Vorbemerkung: 19. August 2014. – Dieser Text ist ein Auszug aus dem Buch der in Rothenburg 1924 geborenen Erika Wörthmann (geborene Probst), das sie unter dem Titel „Erika lach nicht! Die alltägliche Geschichte einer Kindergärtnerin (1947-1952)“ im „book on demand“-Verfahren vor wenigen Jahren herausgegeben hat (o. J.).  Nach dem Krieg heiratete Erika Probst Richard Wörthmann. Sie starb im Juni 2014 in Rothenburg ob der Tauber.

Wörthmann-BuchtitelIhr Vater, Karl Propst, war Oberinspektor im städtischen Vermessungsamt. Die Tochter Erika lernte als Kindergärtnerin und war in dem angesprochenen Zeitraum ihrer Erinnerungen in verschiedenen Gemeinden als Kindergärtnerin tätig wie Nürnberg, Neuendettelsau, Gunzenhausen und Ipsheim. Immer wieder kehrte sie in dieser Zeit nach Rothenburg zurück, um ihre Eltern zu besuchen, im Urlaub, um ihrer Mutter beim Kriegsende beizusehen, als der Vater beim Volkssturm und anschließend kurze Zeit in amerikanischer Gefangenschaft war. Wo sie auch immer war, stets erinnerte sie sich an Geschehnisse in Rothenburg, auch weiter zurückbesinnend an das Jahr 1933. So beschreibt sie aus der Sicht eines jungen Mädchens das, was sie im nationalsozialistischen Rothenburg gesehen und erlebt hat und versucht es, aus zeitnahem Wissen bzw. Nichtwissen einzuordnen.
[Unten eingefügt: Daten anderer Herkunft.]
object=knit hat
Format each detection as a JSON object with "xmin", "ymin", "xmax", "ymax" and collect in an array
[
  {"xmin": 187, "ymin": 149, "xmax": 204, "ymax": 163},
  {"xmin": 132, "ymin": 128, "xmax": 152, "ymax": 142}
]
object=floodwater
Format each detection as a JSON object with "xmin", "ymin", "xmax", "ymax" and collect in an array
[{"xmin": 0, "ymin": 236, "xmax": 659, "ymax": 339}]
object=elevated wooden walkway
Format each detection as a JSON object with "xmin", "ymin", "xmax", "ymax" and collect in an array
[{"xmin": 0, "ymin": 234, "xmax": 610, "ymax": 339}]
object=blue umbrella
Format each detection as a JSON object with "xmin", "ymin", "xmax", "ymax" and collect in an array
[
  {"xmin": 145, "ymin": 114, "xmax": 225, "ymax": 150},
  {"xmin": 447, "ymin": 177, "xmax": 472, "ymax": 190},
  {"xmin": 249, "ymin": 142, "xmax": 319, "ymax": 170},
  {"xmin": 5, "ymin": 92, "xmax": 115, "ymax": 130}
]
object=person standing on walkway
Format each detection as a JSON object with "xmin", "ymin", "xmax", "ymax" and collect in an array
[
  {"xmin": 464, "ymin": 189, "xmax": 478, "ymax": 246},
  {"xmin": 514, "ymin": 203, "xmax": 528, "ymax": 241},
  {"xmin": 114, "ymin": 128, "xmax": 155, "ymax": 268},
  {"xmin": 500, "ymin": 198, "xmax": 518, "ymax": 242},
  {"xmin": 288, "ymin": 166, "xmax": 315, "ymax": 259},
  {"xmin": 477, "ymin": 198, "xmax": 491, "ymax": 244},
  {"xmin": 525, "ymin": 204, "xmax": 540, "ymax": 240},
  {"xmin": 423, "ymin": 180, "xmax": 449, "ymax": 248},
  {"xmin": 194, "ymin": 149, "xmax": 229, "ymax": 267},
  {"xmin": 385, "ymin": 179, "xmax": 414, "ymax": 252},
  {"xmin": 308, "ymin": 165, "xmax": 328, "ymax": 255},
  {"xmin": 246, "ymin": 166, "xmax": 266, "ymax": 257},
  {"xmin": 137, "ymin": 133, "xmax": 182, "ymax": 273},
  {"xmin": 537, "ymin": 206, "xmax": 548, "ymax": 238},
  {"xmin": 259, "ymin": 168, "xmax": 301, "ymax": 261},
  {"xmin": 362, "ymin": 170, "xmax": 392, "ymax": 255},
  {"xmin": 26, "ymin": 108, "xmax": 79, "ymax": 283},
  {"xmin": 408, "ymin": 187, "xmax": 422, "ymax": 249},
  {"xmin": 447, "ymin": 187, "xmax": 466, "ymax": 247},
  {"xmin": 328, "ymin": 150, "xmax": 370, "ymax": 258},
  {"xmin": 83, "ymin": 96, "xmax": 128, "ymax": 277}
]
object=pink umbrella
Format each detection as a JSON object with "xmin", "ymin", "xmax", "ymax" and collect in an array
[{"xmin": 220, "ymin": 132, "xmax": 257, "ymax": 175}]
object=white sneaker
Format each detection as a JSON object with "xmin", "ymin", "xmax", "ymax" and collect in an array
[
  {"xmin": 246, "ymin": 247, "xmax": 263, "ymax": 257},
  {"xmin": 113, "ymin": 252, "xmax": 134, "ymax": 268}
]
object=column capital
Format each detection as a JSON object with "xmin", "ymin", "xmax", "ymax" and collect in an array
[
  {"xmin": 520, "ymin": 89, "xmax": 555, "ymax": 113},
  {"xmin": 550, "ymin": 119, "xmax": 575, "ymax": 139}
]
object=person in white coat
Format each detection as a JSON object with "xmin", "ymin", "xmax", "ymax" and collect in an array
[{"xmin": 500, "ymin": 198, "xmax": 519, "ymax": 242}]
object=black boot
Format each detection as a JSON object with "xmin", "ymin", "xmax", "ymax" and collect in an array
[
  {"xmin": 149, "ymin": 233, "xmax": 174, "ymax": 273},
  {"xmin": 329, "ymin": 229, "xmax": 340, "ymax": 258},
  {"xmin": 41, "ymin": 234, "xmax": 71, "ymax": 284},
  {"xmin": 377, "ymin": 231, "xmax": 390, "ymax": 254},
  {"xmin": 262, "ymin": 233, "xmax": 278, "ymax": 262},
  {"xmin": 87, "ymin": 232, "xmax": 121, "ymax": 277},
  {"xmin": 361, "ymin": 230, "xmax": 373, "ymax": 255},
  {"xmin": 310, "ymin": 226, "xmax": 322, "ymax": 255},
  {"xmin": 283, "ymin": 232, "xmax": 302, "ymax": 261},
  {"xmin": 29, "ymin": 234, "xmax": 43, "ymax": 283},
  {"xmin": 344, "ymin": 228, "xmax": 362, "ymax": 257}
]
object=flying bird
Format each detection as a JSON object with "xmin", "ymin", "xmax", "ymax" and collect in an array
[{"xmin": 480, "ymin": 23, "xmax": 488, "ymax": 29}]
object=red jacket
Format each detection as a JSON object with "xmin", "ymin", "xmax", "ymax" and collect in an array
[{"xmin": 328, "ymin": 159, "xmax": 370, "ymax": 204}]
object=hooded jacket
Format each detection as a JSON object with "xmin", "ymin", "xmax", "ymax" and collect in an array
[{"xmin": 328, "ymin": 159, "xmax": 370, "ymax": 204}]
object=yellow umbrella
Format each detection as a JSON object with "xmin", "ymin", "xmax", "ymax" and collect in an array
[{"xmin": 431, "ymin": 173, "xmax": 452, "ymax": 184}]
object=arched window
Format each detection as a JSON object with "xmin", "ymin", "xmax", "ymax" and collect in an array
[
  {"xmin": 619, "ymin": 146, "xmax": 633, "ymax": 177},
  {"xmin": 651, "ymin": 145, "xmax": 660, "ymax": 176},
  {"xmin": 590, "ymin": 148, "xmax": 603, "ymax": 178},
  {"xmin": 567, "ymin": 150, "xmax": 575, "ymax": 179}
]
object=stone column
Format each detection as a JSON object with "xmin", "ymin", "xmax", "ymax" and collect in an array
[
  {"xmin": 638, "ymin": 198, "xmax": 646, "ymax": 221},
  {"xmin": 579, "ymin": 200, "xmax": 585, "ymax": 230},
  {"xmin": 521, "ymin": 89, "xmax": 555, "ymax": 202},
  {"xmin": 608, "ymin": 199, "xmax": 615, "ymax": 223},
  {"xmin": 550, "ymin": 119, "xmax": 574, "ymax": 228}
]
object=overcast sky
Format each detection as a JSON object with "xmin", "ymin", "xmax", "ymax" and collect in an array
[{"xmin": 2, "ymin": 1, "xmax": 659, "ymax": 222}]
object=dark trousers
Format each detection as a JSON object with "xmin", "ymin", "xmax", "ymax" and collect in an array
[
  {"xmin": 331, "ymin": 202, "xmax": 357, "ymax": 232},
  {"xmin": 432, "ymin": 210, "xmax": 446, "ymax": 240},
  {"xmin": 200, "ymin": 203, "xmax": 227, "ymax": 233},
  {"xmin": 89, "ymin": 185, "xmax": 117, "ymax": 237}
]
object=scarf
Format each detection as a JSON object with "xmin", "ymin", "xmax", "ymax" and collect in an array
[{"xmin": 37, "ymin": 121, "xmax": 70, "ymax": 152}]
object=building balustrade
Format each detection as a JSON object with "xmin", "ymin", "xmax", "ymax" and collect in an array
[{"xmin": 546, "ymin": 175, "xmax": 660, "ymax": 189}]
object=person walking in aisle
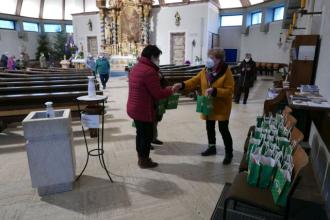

Als junges Mädchen verehrte sie Hitler zutiefst und konnte nach Kriegsende gar nicht glauben und schon gar nicht begreifen, dass ihr „Parzival“ ein Verbrecher war. Anfangs fragte sie sich, ob die Nachrichten über den millionenfachen Mord an Juden und anderen nicht doch Feindpropaganda sei! Ihre Sprache ist einfach und eindringlich. Faszinierend ist ihre Offenheit in der Darstellung ihrer Sicht auf das, was sie als Mädchen und junge Frau in Rothenburg vor 1945 und danach erlebt und gesehen hat. Eine Sichtweise, die einfach ist und nicht in der Weise geschönt, wie sie bei vielen Politiker und Amtsvertretern vorkommt – W. St.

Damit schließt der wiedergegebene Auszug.